The ANDRITZ partnership fits into Drax's larger ambitions. The company is progressing options for carbon removal using BECCS technology both in the UK and globally. In 2024, Drax launched Elimini, a US-based subsidiary focused on delivering carbon removals at megaton scale.
"This agreement reflects the trust Drax places in our expertise. Our investments in new facilities like Ruston and Windsor ensure that we can serve customers across North America quickly and reliably."
Dan Lundt, Vice President of North America, ANDRITZ Feed & Biofuel
Drax has also reached heads of terms with Pathway Energy for what could become its largest third-party biomass supply deal. That agreement would see Drax supply over 1 million tonnes of sustainable pellets annually for a proposed sustainable aviation fuel plant on the US Gulf Coast.
| BECCS vs. DAC Comparison | BECCS | Direct Air Capture |
|---|---|---|
| Primary Input | Biomass feedstock | Ambient air |
| Energy Output | Yes, generates power | No, requires energy |
| Supply Chain Complexity | High | Lower |
| Current Global Capacity | ~2 Mt CO2/year | ~10,000 tonnes/year |
The USDA released a comprehensive plan in March 2024 titled "Building a Resilient Biomass Supply," identifying bottlenecks in getting feedstock to market at scale. The report called for improved logistics, materials handling technology, and farmer incentives to close the gap between available resources and industry demand.

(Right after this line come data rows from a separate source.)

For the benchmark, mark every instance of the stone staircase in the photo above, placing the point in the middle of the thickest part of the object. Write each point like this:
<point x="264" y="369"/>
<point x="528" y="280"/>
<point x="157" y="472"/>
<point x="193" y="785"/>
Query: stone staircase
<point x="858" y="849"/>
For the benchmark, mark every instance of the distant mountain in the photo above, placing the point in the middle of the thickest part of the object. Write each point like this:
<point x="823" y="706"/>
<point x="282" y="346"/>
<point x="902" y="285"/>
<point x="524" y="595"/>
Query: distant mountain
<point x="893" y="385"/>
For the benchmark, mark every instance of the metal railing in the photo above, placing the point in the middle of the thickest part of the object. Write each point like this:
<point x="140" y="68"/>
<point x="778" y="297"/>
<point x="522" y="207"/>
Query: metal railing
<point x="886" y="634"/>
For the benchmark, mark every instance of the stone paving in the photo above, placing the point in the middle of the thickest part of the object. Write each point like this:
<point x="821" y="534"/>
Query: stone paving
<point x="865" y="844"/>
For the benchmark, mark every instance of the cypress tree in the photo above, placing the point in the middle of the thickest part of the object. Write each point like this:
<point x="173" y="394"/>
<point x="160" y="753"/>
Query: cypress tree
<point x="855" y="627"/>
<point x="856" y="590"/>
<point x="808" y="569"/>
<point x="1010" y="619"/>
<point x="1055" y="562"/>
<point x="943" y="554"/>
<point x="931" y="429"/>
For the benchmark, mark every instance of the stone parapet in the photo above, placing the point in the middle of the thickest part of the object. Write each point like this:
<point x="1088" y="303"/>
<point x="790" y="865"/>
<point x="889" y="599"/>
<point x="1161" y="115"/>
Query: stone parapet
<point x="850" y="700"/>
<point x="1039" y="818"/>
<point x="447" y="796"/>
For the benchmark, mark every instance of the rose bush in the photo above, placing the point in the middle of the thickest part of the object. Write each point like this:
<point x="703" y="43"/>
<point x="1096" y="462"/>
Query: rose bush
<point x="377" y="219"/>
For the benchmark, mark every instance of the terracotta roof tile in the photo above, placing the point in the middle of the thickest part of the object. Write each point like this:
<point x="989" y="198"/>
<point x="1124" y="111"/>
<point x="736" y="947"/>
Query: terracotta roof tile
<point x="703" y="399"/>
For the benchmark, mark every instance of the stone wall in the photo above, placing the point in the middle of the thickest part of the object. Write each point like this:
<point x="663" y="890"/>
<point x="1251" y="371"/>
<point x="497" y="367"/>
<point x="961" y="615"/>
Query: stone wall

For Drax, the ANDRITZ deal is one piece of a larger puzzle. By securing reliable equipment supply and investing in regional service infrastructure, the company is betting that operational excellence will be just as important as capture technology itself. In a sector racing to scale, the companies that master their supply chains may ultimately determine whether BECCS fulfills its climate potential.
As the carbon removal market matures, expect more announcements like this one, where the unsexy work of supply chain optimization becomes the foundation for climate-scale impact.